Города нет, как нет дороги, ведущей к дому, который никуда не сдвинулся со своего места, не сдвинулся, не сгинул, не обвалился, оседая этажами, перегруженными случайной, большей частью устаревшей мебелью, собранной в году этак семьдесят девятом в братской социалистической республике, – ГДР или Чехословакия, как нет, впрочем, и самой республики, а мебель наперекор всему поскрипывает изношенными суставами.
Так и стоит, кренясь балконами, забитыми всякой всячиной, допустим подборкой журнала «Юность», начиная с шестьдесят пятого, или пыльными «новомирскими» изданиями, а еще истончившейся газетной трухой, в которой свинец, продолжая испаряться, травит чахлые растения в неуклюжих горшках.
Велосипедный насос, растрепанный скрипичный смычок, чехлы неизвестного предназначения, ракетки для тенниса, бельевая веревка с многократно высушенным и трижды отсыревшим в полоску и блеклый горошек, горсть деревянных прищепок, справочник по машиностроению, конспекты, исписанные ученическим, со старательным нажимом в начале и легкомысленно-расплывающимся к концу.
Связки писем «от него к ней», «от нее к нему», – перетянутые резинкой, – их никто не читает, и страшно подумать, почти не пишет. Затянутая в полиэтилен вечнозеленая елка. Переложенные клочьями ваты, еще почти совсем целые игрушки. Избушка на курьих лапах. Космонавт с поднятой левой рукой. Шестипалая снежинка на длинной ноге.

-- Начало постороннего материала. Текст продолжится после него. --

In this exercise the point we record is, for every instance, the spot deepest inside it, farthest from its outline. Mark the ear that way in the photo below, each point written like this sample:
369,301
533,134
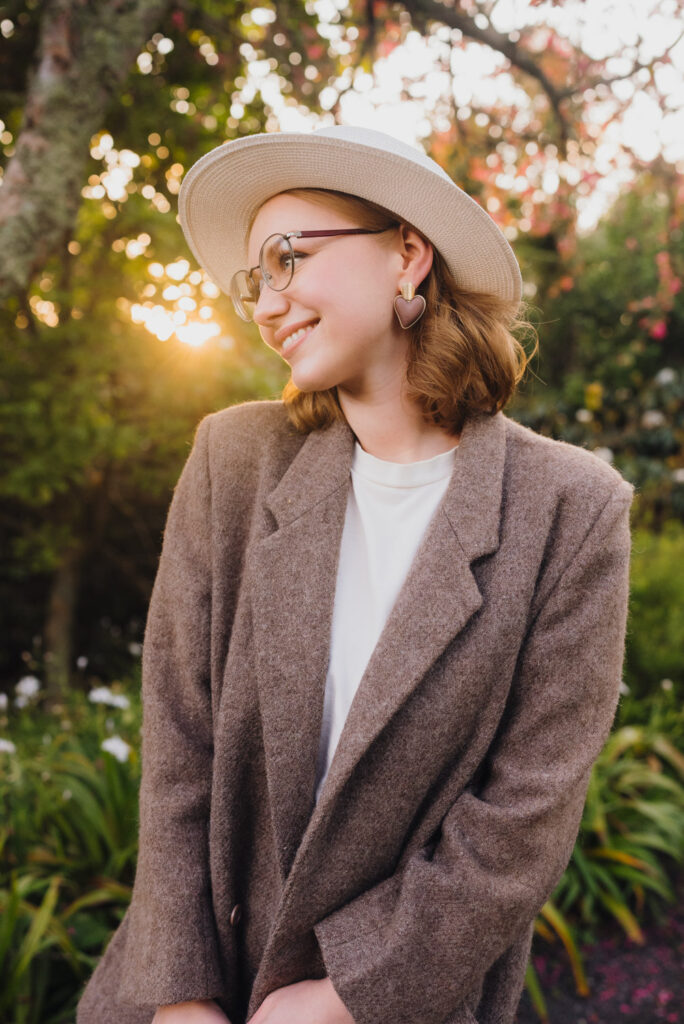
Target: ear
416,253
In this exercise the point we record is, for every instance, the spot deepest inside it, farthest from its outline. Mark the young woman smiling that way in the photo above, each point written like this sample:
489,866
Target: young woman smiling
385,641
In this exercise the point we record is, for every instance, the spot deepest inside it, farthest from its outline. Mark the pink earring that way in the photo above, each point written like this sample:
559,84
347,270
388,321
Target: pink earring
409,306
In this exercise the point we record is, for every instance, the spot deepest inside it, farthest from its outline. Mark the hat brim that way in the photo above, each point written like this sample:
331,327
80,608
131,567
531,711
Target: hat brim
224,188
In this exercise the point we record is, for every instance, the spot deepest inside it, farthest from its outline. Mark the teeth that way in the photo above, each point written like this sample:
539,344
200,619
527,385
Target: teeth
292,338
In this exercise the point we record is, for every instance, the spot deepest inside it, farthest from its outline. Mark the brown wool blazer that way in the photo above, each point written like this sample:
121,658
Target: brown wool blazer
455,796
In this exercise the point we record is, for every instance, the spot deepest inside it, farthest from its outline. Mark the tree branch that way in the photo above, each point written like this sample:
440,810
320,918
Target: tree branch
455,18
85,52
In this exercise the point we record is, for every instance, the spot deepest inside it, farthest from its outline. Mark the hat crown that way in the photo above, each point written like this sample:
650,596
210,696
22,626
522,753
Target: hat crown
384,142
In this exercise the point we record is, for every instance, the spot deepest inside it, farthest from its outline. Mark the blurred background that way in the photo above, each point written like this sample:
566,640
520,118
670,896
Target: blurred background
565,120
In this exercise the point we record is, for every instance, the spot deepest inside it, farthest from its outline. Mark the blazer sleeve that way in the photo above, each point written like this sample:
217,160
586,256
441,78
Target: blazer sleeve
171,947
418,943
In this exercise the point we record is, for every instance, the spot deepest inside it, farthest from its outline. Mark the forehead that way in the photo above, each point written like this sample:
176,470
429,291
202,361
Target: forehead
291,213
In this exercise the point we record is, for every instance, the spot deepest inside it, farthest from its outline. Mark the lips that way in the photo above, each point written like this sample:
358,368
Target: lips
291,336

Города нет, как нет и того, кто одним махом взлетал на пятый, кажется пятый, или все-таки четвертый, – сначала одним махом, потом с небольшими остановками между этажами, потом – медленно занося левую ногу над ступенькой, мужественно преодолевая третий пролет, – кошачий закуток останется таким же живописным и сегодня – с картонкой, в которой живое и беззащитное требует тепла, и молока, и продолжения жизни, – тянется к свету, к слабой полоске, падающей из правого верхнего угла, где железная скоба, выкрашенная в неопределенно тусклый цвет, так и не закрывается, и не закроется никогда, и потому от холода сводит пальцы, – в уже неважно каком году, потому что года этого уже нет, как нет меня, его, ее, – нет причин и обстоятельств, и повода стоять в глубоком колодце двора, задрав голову, считать окна, в которых, возможно, еще теплится, горит, любит.
Бродить в темноте, разбрасывая спички, много спичек, мусоля пустой коробок, – пока где-то не залает собака или не забрезжит первая звезда, – как сладко прощаться навсегда, дышать в спину прозрением, безразличием, – выдыхая, отсекая, вырывая, – изношенную, ненужную, устаревшую, – случайную, конечно же, случайную, благополучно погребенную под завалами.
Ее никто не искал. Никто не искал, не допытывался, – вот город, шумит, сверкает огнями, витринами, штукатуркой, фасадом, – а в глубине двора качели поскрипывают жалобно, и дерево под окном.
Это такой город…
Точно как на открытке. Весь в сугробах. Белый и даже немножечко голубой. Смешно проваливаться валенками и смеяться от холодной щекотки в ногах. – Высунь ногу, – закричит Рита, – сейчас же высунь ногу, – и побежит, смешно ковыляя, заваливаясь чуть вбок.